Sheri Englert owns and operates Vermont Beekeeping Supply with her husband, Marke, in Williamstown. Englert gave a presentation Saturday at the North Branch Nature Center about keeping bees for those who may be interested in starting their own hives.
Her father had kept bees for years, but Englert had no interest in the hobby and knew nothing about it. After her father died she had cleaned up his equipment and had one of his now-clean hives set up outside because she liked to look at it.
She said she came home one day to find bees flying in and out of the box. She said after a few days she checked on the box and a feral swarm of honeybees had made the box their home. Englert said her and her mother then scrambled to get the box in proper shape for the bees.
“I was a beekeeper,” she said. “My father sent me that swarm. I thank him every day.”
Englert has now been keeping bees for over 20 years.
She talked about the life cycles and the jobs the different roles the bees play, from queen to worker to drone. Englert also talked about the dances the bees do to let their comrades know where food is located. She said they use the sun as a compass so they can fly miles away looking for food and always know how to get back home.
She brought up the challenges a beekeeper can face from outside forces, from bears and skunks that eat the bees and their larvae to mites, bacterial diseases and chemicals that can wipe out a hive. If a hive gets the bacterial disease American foulbrood, Englert said the only solution is to dig a hole, push the hive in and set it on fire. She said the disease is quite contagious and the spores can sit dormant for 70 years so people need to be careful when using used or old equipment.

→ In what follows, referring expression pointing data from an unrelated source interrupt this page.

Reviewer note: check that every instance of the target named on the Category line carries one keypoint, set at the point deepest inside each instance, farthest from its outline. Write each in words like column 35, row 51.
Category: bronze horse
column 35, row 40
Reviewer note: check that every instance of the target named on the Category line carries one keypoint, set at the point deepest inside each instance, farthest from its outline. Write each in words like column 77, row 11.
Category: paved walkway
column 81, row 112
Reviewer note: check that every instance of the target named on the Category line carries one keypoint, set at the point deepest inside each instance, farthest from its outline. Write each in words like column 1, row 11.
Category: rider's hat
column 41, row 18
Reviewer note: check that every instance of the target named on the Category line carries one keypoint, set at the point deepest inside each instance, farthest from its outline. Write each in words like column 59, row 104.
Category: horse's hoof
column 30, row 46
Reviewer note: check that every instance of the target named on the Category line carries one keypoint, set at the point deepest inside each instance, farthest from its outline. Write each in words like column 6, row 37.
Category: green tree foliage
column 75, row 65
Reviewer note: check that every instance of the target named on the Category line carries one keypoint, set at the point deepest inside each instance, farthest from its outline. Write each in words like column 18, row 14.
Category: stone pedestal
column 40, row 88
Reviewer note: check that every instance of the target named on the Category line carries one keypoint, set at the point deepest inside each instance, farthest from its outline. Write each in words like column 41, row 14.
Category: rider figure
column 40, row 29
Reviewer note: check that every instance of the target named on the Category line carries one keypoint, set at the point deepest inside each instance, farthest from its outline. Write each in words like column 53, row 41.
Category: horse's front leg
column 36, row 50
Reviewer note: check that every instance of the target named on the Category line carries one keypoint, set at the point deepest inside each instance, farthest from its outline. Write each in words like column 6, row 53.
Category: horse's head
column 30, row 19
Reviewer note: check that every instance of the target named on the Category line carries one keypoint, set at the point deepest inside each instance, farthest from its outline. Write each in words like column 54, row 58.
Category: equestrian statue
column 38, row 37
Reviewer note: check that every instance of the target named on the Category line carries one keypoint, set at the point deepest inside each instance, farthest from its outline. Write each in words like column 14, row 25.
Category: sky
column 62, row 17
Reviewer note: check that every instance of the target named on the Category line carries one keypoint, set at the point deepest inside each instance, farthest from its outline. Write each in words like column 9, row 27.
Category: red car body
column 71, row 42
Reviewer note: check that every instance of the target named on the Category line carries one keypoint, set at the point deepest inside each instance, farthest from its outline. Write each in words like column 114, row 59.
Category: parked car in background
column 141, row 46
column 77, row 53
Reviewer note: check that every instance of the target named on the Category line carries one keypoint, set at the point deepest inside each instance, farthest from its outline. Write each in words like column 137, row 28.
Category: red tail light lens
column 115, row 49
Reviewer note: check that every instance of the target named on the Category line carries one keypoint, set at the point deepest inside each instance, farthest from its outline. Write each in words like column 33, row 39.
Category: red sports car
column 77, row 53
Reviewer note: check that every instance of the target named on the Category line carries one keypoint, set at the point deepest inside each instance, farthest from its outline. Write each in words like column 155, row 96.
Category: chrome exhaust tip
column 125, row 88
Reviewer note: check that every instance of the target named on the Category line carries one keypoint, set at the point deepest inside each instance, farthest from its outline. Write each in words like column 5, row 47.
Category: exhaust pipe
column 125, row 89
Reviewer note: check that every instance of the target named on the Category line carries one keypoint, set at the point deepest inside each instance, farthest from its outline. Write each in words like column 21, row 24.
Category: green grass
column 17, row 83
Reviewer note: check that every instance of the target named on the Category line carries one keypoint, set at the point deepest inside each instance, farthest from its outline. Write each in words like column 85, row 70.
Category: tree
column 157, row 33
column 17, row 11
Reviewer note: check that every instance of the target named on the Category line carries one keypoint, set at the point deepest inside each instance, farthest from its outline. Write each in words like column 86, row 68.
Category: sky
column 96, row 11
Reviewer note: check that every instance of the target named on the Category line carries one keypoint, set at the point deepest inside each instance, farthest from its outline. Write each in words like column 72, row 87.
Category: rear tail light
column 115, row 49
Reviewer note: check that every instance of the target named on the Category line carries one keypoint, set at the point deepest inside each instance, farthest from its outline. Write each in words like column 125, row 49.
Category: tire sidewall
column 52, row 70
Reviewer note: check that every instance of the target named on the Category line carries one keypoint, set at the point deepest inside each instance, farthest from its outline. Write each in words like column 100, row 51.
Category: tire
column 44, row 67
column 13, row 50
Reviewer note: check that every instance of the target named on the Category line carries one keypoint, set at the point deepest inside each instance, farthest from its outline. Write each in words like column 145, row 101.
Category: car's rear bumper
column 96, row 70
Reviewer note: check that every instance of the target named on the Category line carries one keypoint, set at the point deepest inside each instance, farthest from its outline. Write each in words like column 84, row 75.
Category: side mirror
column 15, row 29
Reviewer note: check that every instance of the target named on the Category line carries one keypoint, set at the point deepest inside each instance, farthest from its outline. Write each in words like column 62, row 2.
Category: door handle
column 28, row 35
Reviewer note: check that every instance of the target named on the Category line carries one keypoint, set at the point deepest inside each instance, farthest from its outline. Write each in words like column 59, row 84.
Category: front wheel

Englert sells bee packages containing bees and a queen that works like an artificial swarm for those looking to start their own hive. She said others sell a bee nuc which is essentially a small working hive. She said bigger commercial enterprises have started selling nucs that can contain mites or other infestations because the attention to detail isn’t there at those big operations.
For chemicals, neonicotinoides are a common insecticide used on farms and urban areas. Studies have shown when honeybees are exposed to the chemicals they had a harder time reproducing and surviving the winter. Englert said the chemicals can weaken the bees’ immune systems and confuse them so they can’t find their way home.
“If enough of them do that and they aren’t bringing food back to the hive, that’s potentially going to kill the whole hive,” she said.
Over the past several years bees have been making headlines because large amounts of them have been dying off. The reasons given for the collapsing hives range from climate change to mites to pesticides.
While Englert was making everyone in attendance for Saturday’s presentation aware of those threats, she wasn’t concerned about the future of the honeybee.
“Personally I don’t think they’ll ever become extinct,” she said.
Englert said those raising the alarm about dying bees are usually large commercial enterprises which she compared to insect “puppy mills.” She said those companies aren’t paying attention to the genetics of their bees and just want to make as many bees as possible.
She said those companies truck their bees across the country and they don’t have to abide by regular trucking rules, such as taking a break every eight hours or so. Englert said sometimes these truckers don’t take proper care of the bees in transit and they arrive with a truck full of dead bees.